# Hiesling - ID



## ErnstG (Apr 4, 2015)

Am letzten Sonntag ist hier der erste Schnee gefallen - und es ist sehr sehr kalt. 
Fünf Tage vorher hatte es noch 20 Grad plus Tagestemperatur.
So ähnlich hat es für ein paar Stunden ausgesehen.

On the last Sunday here is the first snow fell - and it is very very cold. 
Five days earlier, it had 20 degrees plus daily temperature.
Something like it looked for a few hours.

Format / Size: 30 x 40 cm
Papier / Paper: Arches grain fine 300 gr
Farben / Colors: gemischte Marken/mixed brands
ID = Indoor / OD = Outdoor, plein air

Ernst


----------



## Jalapeno (Sep 27, 2015)

Really very nice Ernst.

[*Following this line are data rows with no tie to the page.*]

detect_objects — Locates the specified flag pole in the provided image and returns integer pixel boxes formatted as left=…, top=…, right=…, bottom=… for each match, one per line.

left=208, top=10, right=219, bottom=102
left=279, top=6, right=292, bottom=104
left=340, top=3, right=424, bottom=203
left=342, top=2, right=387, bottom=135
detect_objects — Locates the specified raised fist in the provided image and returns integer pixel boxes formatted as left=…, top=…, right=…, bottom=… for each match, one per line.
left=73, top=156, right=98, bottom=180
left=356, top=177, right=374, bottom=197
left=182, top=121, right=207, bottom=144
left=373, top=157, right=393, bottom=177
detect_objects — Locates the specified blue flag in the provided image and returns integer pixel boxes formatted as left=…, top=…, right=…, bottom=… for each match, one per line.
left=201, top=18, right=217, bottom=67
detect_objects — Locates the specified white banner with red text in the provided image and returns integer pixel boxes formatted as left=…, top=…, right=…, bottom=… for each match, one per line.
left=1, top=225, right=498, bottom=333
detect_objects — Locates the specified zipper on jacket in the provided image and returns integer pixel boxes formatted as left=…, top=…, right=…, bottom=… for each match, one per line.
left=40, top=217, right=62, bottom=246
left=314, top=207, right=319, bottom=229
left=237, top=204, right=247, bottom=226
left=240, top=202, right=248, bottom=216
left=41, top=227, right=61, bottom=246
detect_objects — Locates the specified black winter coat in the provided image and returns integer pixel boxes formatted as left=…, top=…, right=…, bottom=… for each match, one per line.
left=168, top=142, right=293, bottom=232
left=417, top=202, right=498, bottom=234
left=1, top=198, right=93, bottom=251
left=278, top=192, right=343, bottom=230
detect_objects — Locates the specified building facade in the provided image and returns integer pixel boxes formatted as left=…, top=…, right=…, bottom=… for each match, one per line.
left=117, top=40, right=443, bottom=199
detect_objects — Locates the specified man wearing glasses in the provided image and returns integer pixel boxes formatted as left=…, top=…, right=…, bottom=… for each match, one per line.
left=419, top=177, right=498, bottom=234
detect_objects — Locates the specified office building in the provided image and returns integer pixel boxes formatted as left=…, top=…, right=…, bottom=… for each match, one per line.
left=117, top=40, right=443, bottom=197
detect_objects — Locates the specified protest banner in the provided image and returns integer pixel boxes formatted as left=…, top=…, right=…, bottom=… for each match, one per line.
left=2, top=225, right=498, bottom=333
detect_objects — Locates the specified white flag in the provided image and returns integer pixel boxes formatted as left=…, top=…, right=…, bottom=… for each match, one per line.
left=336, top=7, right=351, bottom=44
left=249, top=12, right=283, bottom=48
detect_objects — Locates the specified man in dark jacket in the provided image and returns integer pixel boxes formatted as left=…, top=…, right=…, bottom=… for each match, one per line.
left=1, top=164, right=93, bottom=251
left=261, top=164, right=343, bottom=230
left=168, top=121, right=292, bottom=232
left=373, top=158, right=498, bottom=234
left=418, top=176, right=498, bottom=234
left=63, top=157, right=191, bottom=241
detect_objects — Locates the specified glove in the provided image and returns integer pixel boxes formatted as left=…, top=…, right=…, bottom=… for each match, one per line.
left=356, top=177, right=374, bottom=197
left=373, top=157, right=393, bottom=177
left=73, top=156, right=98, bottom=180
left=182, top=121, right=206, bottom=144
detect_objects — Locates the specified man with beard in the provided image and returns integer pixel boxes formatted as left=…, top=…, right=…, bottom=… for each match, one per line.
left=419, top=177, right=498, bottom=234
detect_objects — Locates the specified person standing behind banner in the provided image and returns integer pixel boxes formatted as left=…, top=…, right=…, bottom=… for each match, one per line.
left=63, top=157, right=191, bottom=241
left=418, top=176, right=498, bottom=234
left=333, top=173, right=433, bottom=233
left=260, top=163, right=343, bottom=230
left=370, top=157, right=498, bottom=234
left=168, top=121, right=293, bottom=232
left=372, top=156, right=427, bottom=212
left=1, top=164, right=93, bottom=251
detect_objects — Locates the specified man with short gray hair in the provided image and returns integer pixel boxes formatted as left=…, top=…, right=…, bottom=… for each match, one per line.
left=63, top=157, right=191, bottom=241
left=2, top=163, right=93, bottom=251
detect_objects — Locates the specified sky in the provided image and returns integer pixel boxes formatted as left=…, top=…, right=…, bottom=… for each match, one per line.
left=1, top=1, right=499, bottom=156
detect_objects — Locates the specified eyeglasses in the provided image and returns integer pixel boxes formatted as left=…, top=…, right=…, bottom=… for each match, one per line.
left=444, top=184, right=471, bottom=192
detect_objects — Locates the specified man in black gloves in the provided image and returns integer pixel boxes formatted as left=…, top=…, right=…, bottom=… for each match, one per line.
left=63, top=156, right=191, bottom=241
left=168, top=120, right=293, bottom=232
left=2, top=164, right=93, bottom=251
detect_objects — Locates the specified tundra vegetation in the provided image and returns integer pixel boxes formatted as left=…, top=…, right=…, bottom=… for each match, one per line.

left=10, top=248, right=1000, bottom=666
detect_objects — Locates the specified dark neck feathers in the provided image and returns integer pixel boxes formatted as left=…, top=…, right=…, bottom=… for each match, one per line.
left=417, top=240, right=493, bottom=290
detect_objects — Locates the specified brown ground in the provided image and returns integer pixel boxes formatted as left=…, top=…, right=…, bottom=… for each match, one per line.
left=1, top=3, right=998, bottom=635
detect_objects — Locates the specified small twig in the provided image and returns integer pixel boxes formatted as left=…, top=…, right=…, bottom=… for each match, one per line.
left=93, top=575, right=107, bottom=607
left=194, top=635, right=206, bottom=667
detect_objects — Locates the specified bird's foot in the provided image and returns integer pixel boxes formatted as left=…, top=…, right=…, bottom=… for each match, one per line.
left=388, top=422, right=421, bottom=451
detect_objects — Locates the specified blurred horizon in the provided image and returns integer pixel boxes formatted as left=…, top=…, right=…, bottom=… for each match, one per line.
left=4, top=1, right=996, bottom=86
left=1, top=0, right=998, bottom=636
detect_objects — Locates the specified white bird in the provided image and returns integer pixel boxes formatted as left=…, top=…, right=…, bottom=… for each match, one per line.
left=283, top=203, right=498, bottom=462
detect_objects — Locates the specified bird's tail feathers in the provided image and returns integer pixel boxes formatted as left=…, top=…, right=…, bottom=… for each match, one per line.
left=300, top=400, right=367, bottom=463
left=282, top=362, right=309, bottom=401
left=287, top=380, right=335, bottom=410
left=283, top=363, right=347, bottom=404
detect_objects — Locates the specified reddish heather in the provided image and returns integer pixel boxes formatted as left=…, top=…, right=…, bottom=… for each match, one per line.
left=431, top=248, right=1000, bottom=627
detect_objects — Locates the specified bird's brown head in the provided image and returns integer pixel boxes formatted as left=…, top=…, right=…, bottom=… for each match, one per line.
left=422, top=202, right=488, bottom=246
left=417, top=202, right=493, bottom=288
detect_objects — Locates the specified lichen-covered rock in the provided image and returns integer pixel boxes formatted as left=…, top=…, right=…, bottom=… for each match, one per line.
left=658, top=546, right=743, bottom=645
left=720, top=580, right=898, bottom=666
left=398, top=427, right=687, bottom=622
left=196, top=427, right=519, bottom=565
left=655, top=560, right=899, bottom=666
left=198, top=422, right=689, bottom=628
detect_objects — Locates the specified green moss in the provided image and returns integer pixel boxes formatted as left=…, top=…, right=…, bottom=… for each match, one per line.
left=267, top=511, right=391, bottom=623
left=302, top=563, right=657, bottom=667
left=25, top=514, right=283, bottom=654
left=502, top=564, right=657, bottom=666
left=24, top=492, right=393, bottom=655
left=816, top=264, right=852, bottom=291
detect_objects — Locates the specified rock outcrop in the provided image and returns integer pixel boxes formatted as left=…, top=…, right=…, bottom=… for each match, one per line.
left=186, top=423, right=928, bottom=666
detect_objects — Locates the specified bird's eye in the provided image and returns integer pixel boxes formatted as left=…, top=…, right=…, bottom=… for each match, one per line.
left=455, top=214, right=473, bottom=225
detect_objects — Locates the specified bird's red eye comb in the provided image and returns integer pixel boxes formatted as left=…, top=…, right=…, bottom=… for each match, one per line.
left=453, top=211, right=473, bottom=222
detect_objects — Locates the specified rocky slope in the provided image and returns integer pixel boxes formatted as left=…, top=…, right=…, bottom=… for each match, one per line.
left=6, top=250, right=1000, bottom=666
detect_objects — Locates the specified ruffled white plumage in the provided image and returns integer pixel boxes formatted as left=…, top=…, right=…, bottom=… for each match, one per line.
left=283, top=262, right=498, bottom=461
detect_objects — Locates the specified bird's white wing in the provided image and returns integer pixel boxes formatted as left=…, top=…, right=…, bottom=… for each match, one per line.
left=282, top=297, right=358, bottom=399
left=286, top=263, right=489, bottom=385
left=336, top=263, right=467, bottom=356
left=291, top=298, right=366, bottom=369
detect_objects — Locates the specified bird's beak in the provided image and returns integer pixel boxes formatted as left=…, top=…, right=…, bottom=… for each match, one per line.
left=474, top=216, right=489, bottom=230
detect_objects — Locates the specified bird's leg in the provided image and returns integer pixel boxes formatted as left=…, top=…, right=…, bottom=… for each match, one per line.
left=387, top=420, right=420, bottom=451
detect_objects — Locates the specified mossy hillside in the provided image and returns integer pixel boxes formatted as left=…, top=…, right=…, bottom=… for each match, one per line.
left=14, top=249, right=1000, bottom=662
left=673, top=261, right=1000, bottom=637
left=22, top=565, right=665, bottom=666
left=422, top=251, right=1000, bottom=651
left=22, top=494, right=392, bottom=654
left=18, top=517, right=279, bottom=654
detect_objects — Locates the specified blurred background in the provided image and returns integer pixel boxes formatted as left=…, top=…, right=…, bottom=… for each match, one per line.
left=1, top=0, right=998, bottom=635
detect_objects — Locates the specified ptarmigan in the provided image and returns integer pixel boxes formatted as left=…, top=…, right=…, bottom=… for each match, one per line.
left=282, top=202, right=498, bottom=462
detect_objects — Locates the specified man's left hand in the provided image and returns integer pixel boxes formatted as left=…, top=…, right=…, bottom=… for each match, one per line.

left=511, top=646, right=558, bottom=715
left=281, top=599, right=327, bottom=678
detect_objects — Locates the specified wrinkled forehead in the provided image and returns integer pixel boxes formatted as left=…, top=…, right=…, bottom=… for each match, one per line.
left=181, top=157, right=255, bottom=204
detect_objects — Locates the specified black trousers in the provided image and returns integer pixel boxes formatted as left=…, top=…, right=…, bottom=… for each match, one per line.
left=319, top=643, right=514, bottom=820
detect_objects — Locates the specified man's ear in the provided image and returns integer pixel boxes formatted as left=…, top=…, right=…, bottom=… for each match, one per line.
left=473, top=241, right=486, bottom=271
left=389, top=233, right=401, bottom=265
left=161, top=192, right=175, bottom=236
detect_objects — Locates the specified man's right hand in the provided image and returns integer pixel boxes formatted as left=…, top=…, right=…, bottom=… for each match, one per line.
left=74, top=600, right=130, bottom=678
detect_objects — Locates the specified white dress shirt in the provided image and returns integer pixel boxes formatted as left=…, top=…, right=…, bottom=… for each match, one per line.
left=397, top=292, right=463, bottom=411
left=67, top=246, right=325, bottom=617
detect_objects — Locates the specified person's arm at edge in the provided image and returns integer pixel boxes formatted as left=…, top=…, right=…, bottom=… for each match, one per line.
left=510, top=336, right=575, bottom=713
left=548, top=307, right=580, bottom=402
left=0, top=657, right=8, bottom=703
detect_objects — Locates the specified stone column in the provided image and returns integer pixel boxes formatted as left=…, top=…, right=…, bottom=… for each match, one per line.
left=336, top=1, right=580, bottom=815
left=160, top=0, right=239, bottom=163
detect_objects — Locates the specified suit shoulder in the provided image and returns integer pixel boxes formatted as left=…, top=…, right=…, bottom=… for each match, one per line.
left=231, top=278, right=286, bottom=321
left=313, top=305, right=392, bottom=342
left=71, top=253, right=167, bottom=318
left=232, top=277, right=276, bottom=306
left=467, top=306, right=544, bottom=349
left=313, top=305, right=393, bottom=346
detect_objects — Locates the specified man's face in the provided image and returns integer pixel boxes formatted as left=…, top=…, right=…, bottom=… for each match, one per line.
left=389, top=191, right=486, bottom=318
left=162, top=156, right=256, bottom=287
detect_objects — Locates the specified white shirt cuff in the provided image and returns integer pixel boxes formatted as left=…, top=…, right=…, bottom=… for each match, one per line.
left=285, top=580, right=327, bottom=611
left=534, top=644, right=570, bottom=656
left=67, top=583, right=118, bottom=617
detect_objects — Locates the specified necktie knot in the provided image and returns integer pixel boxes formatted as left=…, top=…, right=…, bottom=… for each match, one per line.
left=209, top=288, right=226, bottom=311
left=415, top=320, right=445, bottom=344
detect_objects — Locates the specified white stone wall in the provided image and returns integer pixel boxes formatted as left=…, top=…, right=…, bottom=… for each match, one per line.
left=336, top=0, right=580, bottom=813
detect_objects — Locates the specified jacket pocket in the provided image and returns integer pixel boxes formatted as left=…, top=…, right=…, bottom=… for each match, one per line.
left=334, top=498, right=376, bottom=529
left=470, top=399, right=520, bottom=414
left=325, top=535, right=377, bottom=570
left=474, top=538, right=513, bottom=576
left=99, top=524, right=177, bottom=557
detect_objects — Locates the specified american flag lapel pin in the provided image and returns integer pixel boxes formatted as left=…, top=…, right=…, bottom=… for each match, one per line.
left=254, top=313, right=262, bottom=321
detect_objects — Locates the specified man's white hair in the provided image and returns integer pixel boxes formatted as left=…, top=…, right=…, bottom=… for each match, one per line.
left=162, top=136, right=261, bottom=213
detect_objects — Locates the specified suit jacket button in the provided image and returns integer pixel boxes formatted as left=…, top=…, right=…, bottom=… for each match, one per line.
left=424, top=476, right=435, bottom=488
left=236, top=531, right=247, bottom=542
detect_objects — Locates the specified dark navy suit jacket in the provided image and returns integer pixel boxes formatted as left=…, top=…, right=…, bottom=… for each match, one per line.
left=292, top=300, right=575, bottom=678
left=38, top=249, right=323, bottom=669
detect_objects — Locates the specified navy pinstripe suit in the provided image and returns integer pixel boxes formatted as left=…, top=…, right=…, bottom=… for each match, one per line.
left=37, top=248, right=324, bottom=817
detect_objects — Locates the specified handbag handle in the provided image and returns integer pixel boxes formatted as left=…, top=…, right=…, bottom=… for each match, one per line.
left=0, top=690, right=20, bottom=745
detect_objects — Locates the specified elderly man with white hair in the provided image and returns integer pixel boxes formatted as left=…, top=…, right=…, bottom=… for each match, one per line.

Too cold for OD? :angel: Quite frankly your ID and OD are both so good if you didn't identify them I wouldn't know which is which.

Thank you for sharing.


----------



## ErnstG (Apr 4, 2015)

Thank you very much!
Oh yes, there are serious differences -
clearly visible in the Original.

Ernst


----------



## Lucy (Sep 25, 2015)

Hi Ernst
I love your watercolors!
Just an info: how do you make the whites? Leave blank or apply something?
thanks
bye
Lucy


----------



## ErnstG (Apr 4, 2015)

Lucy said:


> Just an info: how do you make the whites?


Thanks!
White areas is paper white.

Ernst


----------



## TerryCurley (Jan 4, 2015)

This painting is my favorite.


----------



## dickhutchings (Oct 6, 2015)

Total newbie here. Up until I've seen your paintings and this one in particular, I was not a fan of watercolor. You've painted what I would if I could. Awesome.


----------